Les grands bénéficiaires sont les enfants

Être à deux permet aussi de travailler par moments en 2 groupes distincts, par exemple sur une matière. À cette occasion, l’enseignant spécialisé et le personnel paramédical intervenaient auprès des élèves en difficulté, qu’ils fassent partie de l’intégration ou pas. L’enseignant ordinaire s’occupait des élèves non en difficulté, qu’ils soient des élèves tout-venant ou intégrés.

La présence permanente d’au moins deux adultes dans la classe permet aussi de fortement diminuer les problèmes de discipline, notamment avec des élèves présentant des troubles du comportement.

Des enseignants réticents au départ, mais bientôt motivés

Dans l’étude de Philippe Tremblay, on s’aperçoit aussi, après les réticences du début quant à « partager » son autorité dans la classe pour l’enseignant ordinaire (les enseignants spécialisés étant tous volontaires pour cette expérience d’intégration), que très vite vient l’appréciation de la richesse du duo ; on observe même que les absences professionnelles deviennent bien plus rares que quand l’enseignant est seul dans sa classe ; la motivation pour le métier connaît un regain. Comme on a pu le voir dans un reportage d’une télévision locale sur le dispositif d’inclusion à Brugelette, tous les enseignants interrogés à ce sujet jurent qu’ils ne voudraient plus revenir en arrière.

Les parents participent aussi

Outre cette collaboration entre professionnels, le partenariat avec les parents et l’enfant est aussi au centre de cette intégration, notamment par le biais du Plan Individuel d’Apprentissage réévalué tous les trois mois et élaboré en collaboration avec tous les acteurs, plus les réunions trimestrielles parents-enseignants et les rendez-vous sur demande.

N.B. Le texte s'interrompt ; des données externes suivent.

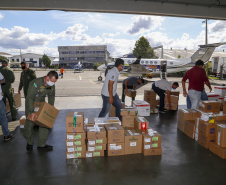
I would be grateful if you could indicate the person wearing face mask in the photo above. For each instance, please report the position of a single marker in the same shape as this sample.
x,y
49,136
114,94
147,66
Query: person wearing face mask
x,y
130,83
38,89
7,87
27,75
108,92
161,87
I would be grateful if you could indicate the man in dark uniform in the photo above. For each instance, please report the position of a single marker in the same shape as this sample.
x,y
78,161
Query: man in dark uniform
x,y
27,75
7,87
130,83
38,89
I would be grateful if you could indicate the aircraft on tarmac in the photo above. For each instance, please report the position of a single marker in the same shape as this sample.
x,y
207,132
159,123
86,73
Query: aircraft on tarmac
x,y
138,67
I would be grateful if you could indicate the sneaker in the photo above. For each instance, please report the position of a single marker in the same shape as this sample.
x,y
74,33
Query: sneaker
x,y
29,147
7,138
45,148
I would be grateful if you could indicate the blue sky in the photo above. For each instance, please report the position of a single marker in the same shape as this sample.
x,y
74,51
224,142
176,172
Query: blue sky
x,y
43,31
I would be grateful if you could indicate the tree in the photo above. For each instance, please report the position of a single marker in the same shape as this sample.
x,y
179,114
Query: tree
x,y
45,60
2,58
142,48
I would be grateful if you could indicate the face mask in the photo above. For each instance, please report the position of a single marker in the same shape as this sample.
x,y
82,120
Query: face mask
x,y
49,83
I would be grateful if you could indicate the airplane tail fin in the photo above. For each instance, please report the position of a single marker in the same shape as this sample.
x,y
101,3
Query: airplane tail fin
x,y
205,51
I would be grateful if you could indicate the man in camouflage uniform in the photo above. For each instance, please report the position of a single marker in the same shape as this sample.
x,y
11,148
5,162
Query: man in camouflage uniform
x,y
38,89
7,87
27,75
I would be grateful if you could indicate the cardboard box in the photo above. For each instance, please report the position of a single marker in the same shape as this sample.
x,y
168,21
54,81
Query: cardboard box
x,y
73,149
94,154
141,123
97,147
221,90
115,133
46,114
128,121
72,143
218,150
115,149
173,99
17,99
224,109
207,129
142,107
96,141
174,106
75,155
112,110
133,142
221,135
190,125
88,122
96,132
22,121
209,106
113,120
154,140
205,141
129,112
149,93
154,111
189,133
74,122
130,93
157,151
76,136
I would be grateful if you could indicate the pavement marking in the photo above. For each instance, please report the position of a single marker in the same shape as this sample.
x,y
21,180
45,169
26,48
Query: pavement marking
x,y
91,81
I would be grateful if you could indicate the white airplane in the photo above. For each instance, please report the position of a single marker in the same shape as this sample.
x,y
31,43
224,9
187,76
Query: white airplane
x,y
138,67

Ce fut un épanouissement pour Wilfried. Il se mit à manger avec bel appétit. Il se fit de très bons amis. Ponctuellement, lorsque nous étions confrontés à un problème de sensibilité exacerbée, d’inattention ou de réaction problématique, nous prenions avec l’équipe éducative des dispositions pour y remédier.

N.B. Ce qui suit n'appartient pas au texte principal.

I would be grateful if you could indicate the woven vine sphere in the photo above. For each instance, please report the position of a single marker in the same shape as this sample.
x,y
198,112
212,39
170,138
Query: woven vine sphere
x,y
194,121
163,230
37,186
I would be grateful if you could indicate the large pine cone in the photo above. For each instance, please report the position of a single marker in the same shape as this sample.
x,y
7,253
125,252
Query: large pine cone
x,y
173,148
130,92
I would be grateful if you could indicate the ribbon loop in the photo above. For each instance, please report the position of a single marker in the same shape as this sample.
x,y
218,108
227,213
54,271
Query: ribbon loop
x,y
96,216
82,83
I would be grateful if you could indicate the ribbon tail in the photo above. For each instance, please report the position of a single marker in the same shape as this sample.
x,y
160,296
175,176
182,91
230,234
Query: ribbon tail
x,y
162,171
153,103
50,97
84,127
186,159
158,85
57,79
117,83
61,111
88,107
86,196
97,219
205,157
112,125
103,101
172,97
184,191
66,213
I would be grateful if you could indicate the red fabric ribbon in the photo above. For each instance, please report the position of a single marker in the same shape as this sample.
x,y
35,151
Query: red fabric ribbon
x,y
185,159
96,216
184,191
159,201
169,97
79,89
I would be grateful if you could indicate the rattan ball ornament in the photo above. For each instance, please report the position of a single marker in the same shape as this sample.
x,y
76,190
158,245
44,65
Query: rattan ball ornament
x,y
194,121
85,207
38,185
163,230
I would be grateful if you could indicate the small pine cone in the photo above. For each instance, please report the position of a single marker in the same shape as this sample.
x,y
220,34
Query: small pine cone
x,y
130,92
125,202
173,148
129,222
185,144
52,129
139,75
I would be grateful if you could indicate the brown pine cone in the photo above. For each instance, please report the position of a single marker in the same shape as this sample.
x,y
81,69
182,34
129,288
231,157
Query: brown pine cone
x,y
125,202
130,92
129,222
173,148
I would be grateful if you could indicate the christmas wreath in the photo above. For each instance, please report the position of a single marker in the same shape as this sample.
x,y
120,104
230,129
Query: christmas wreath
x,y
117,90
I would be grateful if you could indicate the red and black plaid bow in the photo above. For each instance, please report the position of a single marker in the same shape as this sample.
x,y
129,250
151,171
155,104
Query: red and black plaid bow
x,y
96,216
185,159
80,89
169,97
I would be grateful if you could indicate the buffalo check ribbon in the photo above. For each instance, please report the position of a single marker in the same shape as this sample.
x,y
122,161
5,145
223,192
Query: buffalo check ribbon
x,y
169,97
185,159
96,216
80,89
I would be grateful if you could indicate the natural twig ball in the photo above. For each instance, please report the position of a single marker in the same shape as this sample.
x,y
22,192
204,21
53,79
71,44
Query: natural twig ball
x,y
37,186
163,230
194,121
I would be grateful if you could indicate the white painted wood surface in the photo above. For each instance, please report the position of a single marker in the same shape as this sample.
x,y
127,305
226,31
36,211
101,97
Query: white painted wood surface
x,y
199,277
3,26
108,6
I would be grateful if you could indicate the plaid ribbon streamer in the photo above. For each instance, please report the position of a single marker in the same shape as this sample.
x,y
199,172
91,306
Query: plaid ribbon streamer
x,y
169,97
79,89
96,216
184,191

Au fil des années, nous constations des améliorations dans les domaines où il éprouvait des difficultés : les relations, l’autonomie, le rythme… Ses bulletins scolaires étaient excellents.

Aujourd’hui, c’est toute l’école qui est inclusive

L’année scolaire 2013-2014 fut la dernière année de primaire pour Wilfried. Aujourd’hui, l’expérience n’en est plus une, le co-enseignement se poursuit et toute l’école est inclusive. Tous les élèves de la classe de Wilfried ont obtenu leur Certificat d’études de base (CEB) qui sanctionne la fin des 6 années d’enseignement primaire en Belgique. C’est donc un chiffre de 100 % de réussite pour l’école, quand la moyenne nationale a été la même année de 86 %.

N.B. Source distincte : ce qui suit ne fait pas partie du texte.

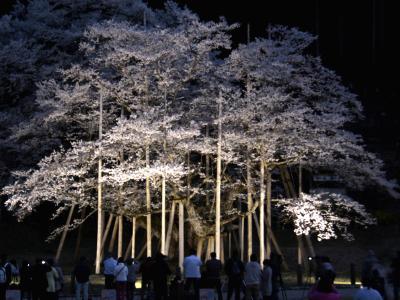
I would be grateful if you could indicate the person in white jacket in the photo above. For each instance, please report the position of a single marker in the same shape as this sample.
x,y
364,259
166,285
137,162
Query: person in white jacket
x,y
121,278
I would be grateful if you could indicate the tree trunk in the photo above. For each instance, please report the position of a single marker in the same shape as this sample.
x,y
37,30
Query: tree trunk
x,y
268,216
200,243
241,235
64,234
120,235
106,232
249,207
133,249
100,214
181,234
262,207
148,206
163,215
113,236
79,237
218,184
170,226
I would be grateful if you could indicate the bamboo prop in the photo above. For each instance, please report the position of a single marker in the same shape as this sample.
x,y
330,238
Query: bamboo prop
x,y
133,244
170,226
181,234
262,207
105,234
113,236
268,219
218,183
200,244
120,235
79,237
128,249
64,234
222,248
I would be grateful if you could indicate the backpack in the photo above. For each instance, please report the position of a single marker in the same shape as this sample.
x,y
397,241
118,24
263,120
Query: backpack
x,y
3,275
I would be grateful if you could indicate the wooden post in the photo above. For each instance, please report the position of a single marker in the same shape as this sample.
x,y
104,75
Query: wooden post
x,y
100,214
200,243
163,214
218,183
120,235
79,237
241,238
106,232
249,208
170,226
113,236
262,207
268,215
181,234
133,237
64,234
148,206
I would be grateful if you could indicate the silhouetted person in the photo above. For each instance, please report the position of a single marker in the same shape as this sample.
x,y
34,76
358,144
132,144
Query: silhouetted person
x,y
109,265
3,277
252,278
277,282
234,270
366,292
147,275
52,277
80,275
39,280
396,275
25,282
191,266
160,277
121,278
176,286
324,289
266,280
213,273
133,269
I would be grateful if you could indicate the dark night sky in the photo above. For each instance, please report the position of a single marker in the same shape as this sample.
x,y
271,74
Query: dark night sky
x,y
357,38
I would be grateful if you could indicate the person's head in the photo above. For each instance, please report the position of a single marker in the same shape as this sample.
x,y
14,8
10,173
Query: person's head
x,y
235,255
160,256
325,259
325,284
50,262
253,257
366,281
82,260
267,262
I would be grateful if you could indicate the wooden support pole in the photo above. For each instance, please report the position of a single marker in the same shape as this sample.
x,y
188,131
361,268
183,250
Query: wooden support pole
x,y
128,250
268,220
133,249
106,232
262,207
200,243
120,235
64,234
181,234
241,235
79,237
113,236
170,226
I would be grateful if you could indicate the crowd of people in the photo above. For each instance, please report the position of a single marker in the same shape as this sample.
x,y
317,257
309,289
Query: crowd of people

Il est important de souligner que cette inclusion bénéficie à tous les enfants, qu’ils soient en intégration ou pas. Les deux enseignants s’occupant de tous les élèves, la remédiation à leurs difficultés quelles qu’elles soient, ainsi qu’en amont le dépistage de ces difficultés, sont si bien assurés qu’aucun enfant dans ces classes inclusives ne connaît l’échec scolaire, qu’il soit « inclus » ou « accueillant ».

Et pour peu qu’on accepte le partage de cette expérience, elle peut devenir un exemple pour tous.